Я знаю, вы все подшучивали надо мной, считая, что я много болтаю и могу поддержать разговор и рассуждать на любую тему. Смейтесь же, но знайте… В тот момент моё умение спасло мне жизнь. Фишер скучал. Бесконечные опыты над людьми, издевательства над поверженным врагом… всё это было от элементарной скуки. Именно скука и заставляла его искать новые и новые развлечения. Когда вечером меня привели к нему в кабинет, он дал мне еды и самогона, очевидно, для того, чтобы развязать язык, но я не стал пить. А язык у меня всегда и без водки был хорошо подвешен. Сейчас я уже не помню, о чём мы говорили с ним, но он меня слушал. Я говорил и видел в его глазах интерес. Когда он задавал вопрос, я всегда давал ответ. Ну а когда он стал хвастаться своими познаниями в искусстве и завёл речь о своей коллекции, я вдруг вспомнил о припрятанной иконе. Я рассказал об её создателе. О том, как многократно икону пытались похитить, какую чудотворную силу она имела. И он меня слушал! Этот изощрённый убийца и садист забыл обо всём. Он спросил, что стало с этой иконой, а я ответил: «Я готов вручить её вам, херр Фишер, за небольшую плату». – «Какую же плату ты хочешь?» – спросил он. – «Безделицу для вас, но очень ценную для меня вещь – мою жизнь!»

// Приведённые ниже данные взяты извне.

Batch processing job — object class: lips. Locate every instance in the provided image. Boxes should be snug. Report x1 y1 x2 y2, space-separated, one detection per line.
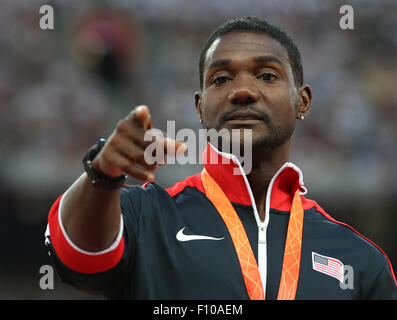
226 110 263 123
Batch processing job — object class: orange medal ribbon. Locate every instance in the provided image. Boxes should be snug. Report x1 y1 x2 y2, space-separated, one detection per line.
201 169 303 300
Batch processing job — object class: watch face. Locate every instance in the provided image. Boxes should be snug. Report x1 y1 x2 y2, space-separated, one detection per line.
83 139 127 190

Свистунов сунул папиросу в зубы, затянулся. Он даже не заметил, как она погасла. Снова чиркнув спичкой, он втянул дым, закашлялся и со слезами на глазах продолжил с надрывом:
– Этот мерзавец остудил мою праведную ярость холодным смехом. Он, если захочет, то я и так отдам ему икону. У него имеются тысяча и один способ заставить меня говорить, и он может получить икону без каких бы то ни было условий! И тут я совершил, пожалуй, самый храбрый поступок за всю свою жизнь. Я сказал: «Я отдам вам икону лишь в обмен на обещание сохранить мне жизнь!» Он задумался и велел конвою меня увести.